Files have also been removed to ensure persistence, eliminate security tools, and execute the miner with elevated privileges using a legitimate but flawed driver (“WinRing0x64.sys”), part of a technology called Bring Your Own Vulnerable Driver (BYOVD). The driver is vulnerable to a vulnerability tracked as CVE-2020-14979 (CVSS score: 7.8) that allows privilege escalation.
The integration of this exploit into the
“A distinguishing feature of this XMerig variant is its aggressive proliferation capabilities,” Trelix said. “It does not simply rely on the user downloading the dropper; it actively attempts to spread to other systems via removable media. This transforms the malware from a simple Trojan into a worm.”
Evidence suggests that mining activity occurred sporadically throughout November 2025, before accelerating on December 8, 2025.
The cybersecurity company concluded, “This campaign serves as a powerful reminder that commodity malware is constantly innovating.” “By combining social engineering, legitimate software disguise, worm-like propagation, and kernel-level exploitation, the attackers have created a resilient and highly efficient botnet.”
| Caption – A “circular watchdog” topology to ensure persistence |
The disclosure comes as Darktrace said it has identified a malware artifact generated using a large language model (LLM) that exploits a React2Shell vulnerability (CVE-2025-55182, CVSS score: 10.0) to download a Python toolkit that gains access to drop the XMrig miner by running a shell command.
“Although the amount of money generated by the attacker in this case is relatively small, and cryptomining is far from a new technology, this campaign is proof that AI-based LLM has made cybercrime more accessible than ever before,” said researchers Nathaniel Bill and Nathaniel Jones.
“A single stimulation session with a model was enough for this attacker to create a working exploit framework and compromise over ninety hosts, demonstrating that the operational value of AI to adversaries should not be underestimated.”
According to the WhoisXML API, the attackers are still using a toolkit called ILOVEPOOP to scan exposed systems vulnerable to React2Shell, possibly in an effort to lay the groundwork for future attacks. Investigation activity has specifically targeted government, defense, finance, and industrial organizations in the US.

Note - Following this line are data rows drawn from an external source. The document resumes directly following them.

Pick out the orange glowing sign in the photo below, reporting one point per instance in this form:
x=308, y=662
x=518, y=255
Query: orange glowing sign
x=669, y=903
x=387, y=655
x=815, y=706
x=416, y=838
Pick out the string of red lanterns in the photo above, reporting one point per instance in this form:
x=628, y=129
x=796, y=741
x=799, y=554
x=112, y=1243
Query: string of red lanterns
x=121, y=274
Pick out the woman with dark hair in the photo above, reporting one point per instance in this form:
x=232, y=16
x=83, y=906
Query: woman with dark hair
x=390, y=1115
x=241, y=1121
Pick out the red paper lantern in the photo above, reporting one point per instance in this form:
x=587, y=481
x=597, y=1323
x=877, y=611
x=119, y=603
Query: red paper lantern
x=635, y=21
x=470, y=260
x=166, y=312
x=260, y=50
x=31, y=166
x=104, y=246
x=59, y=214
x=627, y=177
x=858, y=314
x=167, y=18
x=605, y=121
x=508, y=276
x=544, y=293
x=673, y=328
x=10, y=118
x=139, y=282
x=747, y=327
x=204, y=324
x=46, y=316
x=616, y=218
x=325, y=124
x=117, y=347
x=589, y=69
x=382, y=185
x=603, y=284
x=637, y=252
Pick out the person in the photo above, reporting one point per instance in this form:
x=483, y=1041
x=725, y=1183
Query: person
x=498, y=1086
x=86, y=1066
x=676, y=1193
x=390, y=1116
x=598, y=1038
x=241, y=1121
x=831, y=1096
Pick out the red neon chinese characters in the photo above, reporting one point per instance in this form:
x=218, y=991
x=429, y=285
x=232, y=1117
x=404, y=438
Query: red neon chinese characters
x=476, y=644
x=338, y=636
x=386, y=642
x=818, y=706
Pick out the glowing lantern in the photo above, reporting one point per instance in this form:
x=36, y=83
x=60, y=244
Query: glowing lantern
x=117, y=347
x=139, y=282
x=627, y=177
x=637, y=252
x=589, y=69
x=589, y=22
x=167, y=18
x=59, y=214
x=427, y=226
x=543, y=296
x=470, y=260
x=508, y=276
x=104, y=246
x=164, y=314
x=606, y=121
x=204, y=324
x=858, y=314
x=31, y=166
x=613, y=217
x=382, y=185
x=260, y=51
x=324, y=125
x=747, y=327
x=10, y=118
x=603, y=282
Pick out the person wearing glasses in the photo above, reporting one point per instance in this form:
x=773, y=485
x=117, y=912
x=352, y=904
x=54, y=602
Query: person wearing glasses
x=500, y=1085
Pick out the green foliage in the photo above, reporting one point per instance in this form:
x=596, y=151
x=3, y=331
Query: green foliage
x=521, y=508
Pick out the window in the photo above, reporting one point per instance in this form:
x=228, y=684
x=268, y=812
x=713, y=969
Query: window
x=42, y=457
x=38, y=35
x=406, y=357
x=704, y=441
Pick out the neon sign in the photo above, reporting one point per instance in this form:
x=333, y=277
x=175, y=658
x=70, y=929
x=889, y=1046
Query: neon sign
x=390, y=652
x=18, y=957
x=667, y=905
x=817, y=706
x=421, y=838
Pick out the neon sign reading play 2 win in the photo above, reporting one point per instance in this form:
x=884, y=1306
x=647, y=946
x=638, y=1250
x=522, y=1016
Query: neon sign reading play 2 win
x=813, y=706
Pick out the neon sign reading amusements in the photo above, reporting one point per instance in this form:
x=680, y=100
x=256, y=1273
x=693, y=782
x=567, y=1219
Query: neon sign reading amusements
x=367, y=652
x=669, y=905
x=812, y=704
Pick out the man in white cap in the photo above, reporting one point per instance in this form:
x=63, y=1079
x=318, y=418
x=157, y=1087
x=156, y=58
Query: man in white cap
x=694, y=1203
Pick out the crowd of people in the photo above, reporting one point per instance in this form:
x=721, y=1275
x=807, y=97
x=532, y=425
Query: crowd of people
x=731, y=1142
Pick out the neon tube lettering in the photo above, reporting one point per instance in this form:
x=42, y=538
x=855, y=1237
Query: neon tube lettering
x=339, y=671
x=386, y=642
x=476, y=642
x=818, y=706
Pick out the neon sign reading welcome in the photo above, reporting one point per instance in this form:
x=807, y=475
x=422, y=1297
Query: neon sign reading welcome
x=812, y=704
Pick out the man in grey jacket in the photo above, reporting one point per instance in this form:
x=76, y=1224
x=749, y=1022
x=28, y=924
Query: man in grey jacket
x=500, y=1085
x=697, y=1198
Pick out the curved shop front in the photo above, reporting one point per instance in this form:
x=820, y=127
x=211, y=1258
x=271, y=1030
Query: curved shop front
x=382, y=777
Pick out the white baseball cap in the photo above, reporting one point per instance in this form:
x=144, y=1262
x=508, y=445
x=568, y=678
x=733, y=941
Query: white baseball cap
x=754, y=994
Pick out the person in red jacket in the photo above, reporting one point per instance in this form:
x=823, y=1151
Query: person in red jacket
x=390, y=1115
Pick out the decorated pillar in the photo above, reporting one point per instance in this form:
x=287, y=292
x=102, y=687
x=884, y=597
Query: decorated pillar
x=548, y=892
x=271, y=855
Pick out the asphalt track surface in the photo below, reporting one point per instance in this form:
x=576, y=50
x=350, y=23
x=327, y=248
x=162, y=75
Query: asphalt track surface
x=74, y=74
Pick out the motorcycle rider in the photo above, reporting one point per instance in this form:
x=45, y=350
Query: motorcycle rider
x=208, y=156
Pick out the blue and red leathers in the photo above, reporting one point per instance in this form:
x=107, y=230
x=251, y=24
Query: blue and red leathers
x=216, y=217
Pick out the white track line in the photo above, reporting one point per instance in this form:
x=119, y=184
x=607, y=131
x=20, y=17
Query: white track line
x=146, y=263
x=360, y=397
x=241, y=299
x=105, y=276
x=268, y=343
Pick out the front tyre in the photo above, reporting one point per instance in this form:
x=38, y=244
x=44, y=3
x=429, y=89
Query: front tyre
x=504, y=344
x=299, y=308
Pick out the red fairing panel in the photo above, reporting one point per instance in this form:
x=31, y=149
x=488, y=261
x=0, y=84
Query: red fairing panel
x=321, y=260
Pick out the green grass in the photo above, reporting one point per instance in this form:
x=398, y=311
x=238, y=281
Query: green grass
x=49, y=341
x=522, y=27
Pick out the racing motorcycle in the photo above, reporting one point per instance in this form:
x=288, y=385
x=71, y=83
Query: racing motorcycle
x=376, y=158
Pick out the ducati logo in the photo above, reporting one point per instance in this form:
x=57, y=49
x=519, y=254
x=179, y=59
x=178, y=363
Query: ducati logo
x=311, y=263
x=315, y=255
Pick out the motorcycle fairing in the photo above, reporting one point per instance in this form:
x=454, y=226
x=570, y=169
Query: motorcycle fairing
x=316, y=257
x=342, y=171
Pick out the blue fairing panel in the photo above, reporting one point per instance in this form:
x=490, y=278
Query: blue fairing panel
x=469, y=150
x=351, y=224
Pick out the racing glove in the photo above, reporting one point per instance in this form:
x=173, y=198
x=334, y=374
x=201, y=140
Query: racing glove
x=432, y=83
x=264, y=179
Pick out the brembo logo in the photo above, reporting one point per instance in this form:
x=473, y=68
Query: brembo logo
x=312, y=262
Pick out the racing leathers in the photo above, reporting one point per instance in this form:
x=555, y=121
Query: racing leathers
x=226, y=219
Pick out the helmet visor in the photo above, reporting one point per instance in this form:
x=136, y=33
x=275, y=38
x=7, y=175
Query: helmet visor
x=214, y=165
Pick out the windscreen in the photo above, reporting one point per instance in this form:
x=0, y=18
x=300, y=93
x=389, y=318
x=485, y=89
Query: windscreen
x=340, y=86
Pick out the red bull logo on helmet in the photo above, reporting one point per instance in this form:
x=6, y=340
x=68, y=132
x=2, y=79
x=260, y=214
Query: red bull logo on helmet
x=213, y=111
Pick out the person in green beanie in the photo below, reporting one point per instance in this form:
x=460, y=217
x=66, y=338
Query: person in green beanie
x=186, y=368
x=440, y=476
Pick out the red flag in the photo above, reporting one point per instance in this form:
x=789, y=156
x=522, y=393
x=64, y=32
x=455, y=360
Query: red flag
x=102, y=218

“What makes ILOVEPOOP unusual is the mismatch between the way it was constructed and the way it is used,” said Alex Ronquillo, vice president of product at WhoisXML API. “The code itself reflects expert-level knowledge of React Server components internals and employs attack techniques not found in any other documented React2Shell kit.”
“But the people who deployed it made basic operational mistakes when interacting with the WhoisXML API’s honeypot monitoring system – errors that a sophisticated attacker would typically avoid. In practice, this difference points to a division of labor.”
“We’re probably looking at two distinct groups: one that created the tool and another that is using it. We see this pattern in state-sponsored operations – a competent team develops the tooling, then hands it off to operators running large-scale scanning campaigns. Operators don’t need to understand how the tool works – they just need to run it.”